Modern-Day Solutions
These days, we still receive requests to get the safe up higher, and this is done in several ways. One way is to build a platform, which can be made of wood or, even better, poured concrete. Another way is a custom-built stand. The stand is usually open when installed, bolted down, then later covered with whatever the homeowner wants. Sometimes it’s just drywall. Drywall gives you some fire protection but not much to stop someone from busting through it and unbolting the safe. I prefer to see a layer of concrete board with tamper screws, then drywall or something else to make it pretty. But, sometimes a customer’s budget dictates simply drywall; I just make sure the customer makes that decision.
Another option is to order the safe with a base from the factory. The install I cover in this article is a factory-made base option on an AMSEC safe. The base option is not always available from the manufacturer, but most will make one for you when asked. It does take lead time, and that can influence the customer’s decision. Choose your safe manufacturers wisely, and partner with ones that work with you — not ones who say, “Here it is; take it or leave it.”
Choosing a Location
When deciding on a location for the safe installation, I like a spot against a solid wall or in a corner. But, again, the customer is paying the bill and makes the ultimate decision. Many times, the location is chosen because of visibility, lighting, accessibility and a host of other variables. I was taught that the first place a burglar will look in a residence is the master bedroom (sometimes that’s the only place). So should we locate the safe in a guest closet? People tend to be a bit lazy. If the safe is in a different room from the one the customer is dressing in, will it be used to store the jewelry, or will the jewelry be left on the dresser? Let the customer decide.
Why do I like the corner or solid wall? It makes it a little more difficult to remove. If you located the safe in the center of a room, it’s easier to start hitting it from all sides and work the anchors loose or fatigue the weakest point.
Installing the Base
So now that we have a location, we need to install the base unit. If it’s tile, wood or laminate, just drill through it with a good hammer drill. If it’s carpet, you need to cut it. Get a box cutter with a new blade and make the cutout a hair smaller than the base. That way, it will fit snugly and look good. Use a straight edge or — as I like to use — a drywall square. Hold it in place to make sure your cut is straight and square. I use different types of anchors for safe installs (and I could write an article on that alone), but here, we should use the anchors that are supplied with the base. If none came with it, pick your favorite. My install was on tile, so I just drilled though.
Placing the Safe
Now it’s time to put the safe on top of the installed base. There are many ways to do this. Old-school cribbing with a pallet jack would have worked and might have been a better option, but we usually use our elevating table. It goes from about 23″ from the floor to about 40″. Mine has a manual crank, but they make many kinds that do various weights. I think mine will do 2,000 pounds max. It’s a great tool on my safe trailer.

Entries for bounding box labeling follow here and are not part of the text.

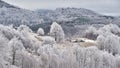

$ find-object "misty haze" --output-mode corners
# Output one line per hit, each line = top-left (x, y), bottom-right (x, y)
(0, 0), (120, 68)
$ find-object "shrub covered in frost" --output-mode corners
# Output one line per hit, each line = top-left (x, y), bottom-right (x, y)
(37, 28), (45, 35)
(50, 22), (65, 42)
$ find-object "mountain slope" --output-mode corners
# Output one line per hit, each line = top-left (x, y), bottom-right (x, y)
(0, 0), (18, 8)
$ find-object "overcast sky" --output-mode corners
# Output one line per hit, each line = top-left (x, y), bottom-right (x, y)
(4, 0), (120, 15)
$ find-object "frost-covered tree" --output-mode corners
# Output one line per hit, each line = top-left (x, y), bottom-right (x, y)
(50, 22), (65, 42)
(37, 28), (45, 35)
(84, 26), (98, 40)
(9, 38), (24, 65)
(97, 34), (120, 55)
(17, 25), (32, 32)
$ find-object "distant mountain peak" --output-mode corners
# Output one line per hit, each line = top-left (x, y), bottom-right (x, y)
(0, 0), (18, 8)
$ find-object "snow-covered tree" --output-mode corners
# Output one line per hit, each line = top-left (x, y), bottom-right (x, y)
(37, 28), (45, 35)
(17, 25), (32, 32)
(85, 26), (98, 40)
(9, 38), (25, 65)
(97, 34), (120, 55)
(50, 22), (65, 42)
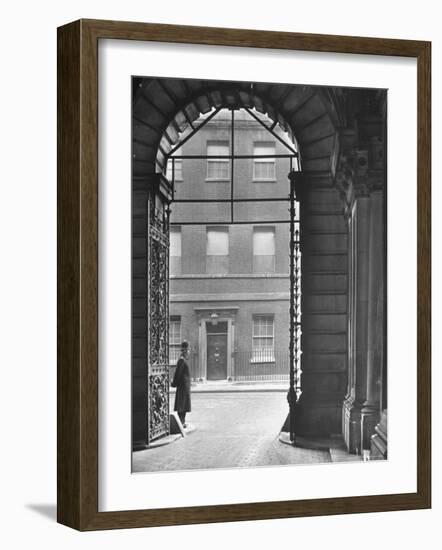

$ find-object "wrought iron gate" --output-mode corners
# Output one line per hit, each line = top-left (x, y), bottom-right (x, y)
(146, 193), (170, 444)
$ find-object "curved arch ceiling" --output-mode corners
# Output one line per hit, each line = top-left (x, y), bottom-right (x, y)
(133, 78), (340, 177)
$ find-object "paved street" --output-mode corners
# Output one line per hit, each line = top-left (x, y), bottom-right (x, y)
(133, 392), (331, 472)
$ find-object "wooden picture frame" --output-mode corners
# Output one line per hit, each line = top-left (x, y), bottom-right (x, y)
(57, 20), (431, 531)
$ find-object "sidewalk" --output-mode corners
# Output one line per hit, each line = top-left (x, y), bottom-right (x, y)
(170, 380), (289, 393)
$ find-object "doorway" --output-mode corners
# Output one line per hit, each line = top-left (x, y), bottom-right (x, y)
(206, 321), (227, 380)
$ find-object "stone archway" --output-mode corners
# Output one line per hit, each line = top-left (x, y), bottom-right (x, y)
(133, 78), (348, 448)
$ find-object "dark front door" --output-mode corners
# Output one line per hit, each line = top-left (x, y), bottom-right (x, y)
(207, 322), (227, 380)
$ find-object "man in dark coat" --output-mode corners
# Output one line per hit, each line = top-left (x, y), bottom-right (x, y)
(172, 341), (191, 428)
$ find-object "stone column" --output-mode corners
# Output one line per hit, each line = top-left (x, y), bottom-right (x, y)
(361, 190), (385, 451)
(343, 185), (371, 454)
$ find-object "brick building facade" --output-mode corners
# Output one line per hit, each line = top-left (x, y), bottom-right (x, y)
(168, 110), (293, 382)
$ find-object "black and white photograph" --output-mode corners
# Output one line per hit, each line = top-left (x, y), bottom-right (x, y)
(132, 75), (388, 473)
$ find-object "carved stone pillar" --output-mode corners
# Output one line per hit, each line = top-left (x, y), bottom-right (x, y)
(361, 190), (385, 450)
(343, 184), (371, 454)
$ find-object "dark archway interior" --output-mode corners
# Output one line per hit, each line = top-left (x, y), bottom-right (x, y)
(132, 74), (386, 458)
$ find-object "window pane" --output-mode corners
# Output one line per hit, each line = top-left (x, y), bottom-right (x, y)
(207, 141), (229, 180)
(253, 141), (275, 157)
(253, 142), (276, 180)
(170, 227), (181, 256)
(253, 161), (276, 180)
(252, 315), (275, 362)
(169, 316), (181, 365)
(207, 227), (229, 256)
(253, 227), (275, 256)
(207, 159), (229, 180)
(207, 141), (229, 156)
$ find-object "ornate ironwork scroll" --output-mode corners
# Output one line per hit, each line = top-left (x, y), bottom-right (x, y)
(287, 170), (301, 442)
(146, 196), (170, 444)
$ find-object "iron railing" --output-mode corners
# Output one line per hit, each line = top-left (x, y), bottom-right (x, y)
(170, 349), (298, 383)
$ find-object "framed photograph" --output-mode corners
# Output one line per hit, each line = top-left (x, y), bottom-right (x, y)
(58, 20), (431, 530)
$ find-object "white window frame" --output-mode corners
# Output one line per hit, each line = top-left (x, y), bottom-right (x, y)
(253, 141), (276, 182)
(252, 225), (276, 273)
(206, 225), (230, 274)
(169, 225), (183, 275)
(169, 315), (182, 365)
(206, 140), (230, 181)
(251, 313), (275, 363)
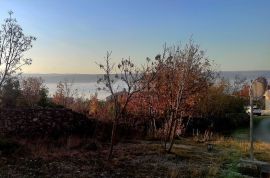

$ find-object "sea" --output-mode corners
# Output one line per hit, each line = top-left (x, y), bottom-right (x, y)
(21, 70), (270, 100)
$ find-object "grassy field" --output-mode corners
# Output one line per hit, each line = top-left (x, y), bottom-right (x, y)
(0, 137), (270, 178)
(0, 117), (270, 178)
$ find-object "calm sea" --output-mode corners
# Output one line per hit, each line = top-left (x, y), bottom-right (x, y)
(22, 71), (270, 99)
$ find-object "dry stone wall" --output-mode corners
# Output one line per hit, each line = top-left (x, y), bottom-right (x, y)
(0, 108), (95, 138)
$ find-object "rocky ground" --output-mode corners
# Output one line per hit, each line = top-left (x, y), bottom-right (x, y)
(0, 136), (269, 178)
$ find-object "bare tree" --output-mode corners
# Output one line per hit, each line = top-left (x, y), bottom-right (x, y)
(98, 52), (155, 159)
(0, 11), (36, 88)
(156, 40), (213, 152)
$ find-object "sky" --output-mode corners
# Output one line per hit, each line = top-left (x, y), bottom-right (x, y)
(0, 0), (270, 74)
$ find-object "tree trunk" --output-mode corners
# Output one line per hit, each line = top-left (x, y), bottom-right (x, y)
(168, 113), (182, 153)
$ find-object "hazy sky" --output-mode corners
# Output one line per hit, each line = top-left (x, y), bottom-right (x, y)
(0, 0), (270, 73)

I could have loaded the safe unto the elevating table prior to the install at the warehouse, but I don’t really like to ride with it loaded that way. Instead, we use our trailer’s ability to rise and lower with a push of a button. We put the elevating table up to the back of trailer, then match the heights and use roller bars to move the safe to the elevating table.
We ran into a bit of trouble moving the safe from the table to the base. The table would not go that low. That is why cribbing may have been a better choice. Hindsight is always 20/20.
After getting everything lined up, level and square to the wall, it is time to bolt the safe to the base. Align the tapped hole in the base with the predrilled hole in the safe. Again, use the bolt supplied. Clean the safe and surrounding area, and you’re done. It looked good and worked great — another happy customer.